The problem with any GAFCON strategy is that they want it both ways. This is clearly the case as he revises the behaviour as regards the Lambeth Conference of 2008:
The GAFCON movement has assumed the ongoing validity of the Instruments. The Primates, bishops and other Provincial representatives continue to participate in the Primates' Meeting and ACC. While many bishops chose not to attend Lambeth, most were issued invitations and some did attend Lambeth 2008.
Having it both ways also extends to the Fellowship of Confessing Anglicans:
Having commended adoption of the Covenant by GAFCON churches, I am certainly not recommending that the Fellowship of Confessing Anglicans fold its tents and simply wait for the wider Communion to sort itself out. It is quite possible that ecclesiastical politics, which have not served the cause of Christ and His Church well over the last decade, may again subvert any good that could come from the Covenant effort.
If it was as effective, it would be like saying to Communion partners, "Thanks for doing what we demand, but I'll just keep the gun to your head so that you keep doing what we demand."
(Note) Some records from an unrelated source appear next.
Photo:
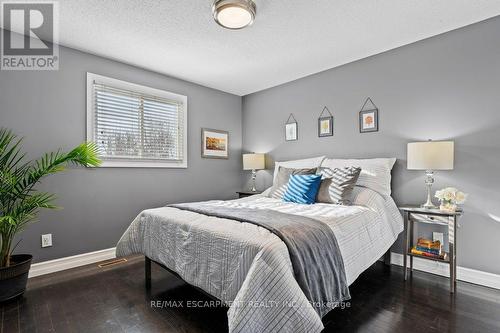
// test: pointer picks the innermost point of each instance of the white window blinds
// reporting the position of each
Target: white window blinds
(131, 125)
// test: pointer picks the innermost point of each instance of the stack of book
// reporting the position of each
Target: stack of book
(428, 248)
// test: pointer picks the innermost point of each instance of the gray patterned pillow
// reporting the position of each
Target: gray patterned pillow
(337, 185)
(281, 182)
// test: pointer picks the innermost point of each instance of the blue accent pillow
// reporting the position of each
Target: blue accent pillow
(302, 189)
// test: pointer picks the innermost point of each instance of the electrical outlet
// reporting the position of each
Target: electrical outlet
(47, 240)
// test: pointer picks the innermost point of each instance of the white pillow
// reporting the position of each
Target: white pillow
(314, 162)
(375, 172)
In other words, GAFCON concedes nothing even if people and institutions do what it wants.
In general terms, GAFCON and its self-selected, self-authorising Primates Council will go on determining for itself what is orthodox, go on approving structural alternatives to what is declared heterodox, and go on with its alternative to Communion, the belief based Fellowship of Confessing Anglicans. As insurance policies against an Anglicanism of which they disapprove, they will carry on with parallel structures that have the potential to be replacement structures.
Who will fall for this? Let GAFCON follow its own logic, and let the Covenant die in some bin for recycling the paper used - rather like GAFCON's evangelicalism.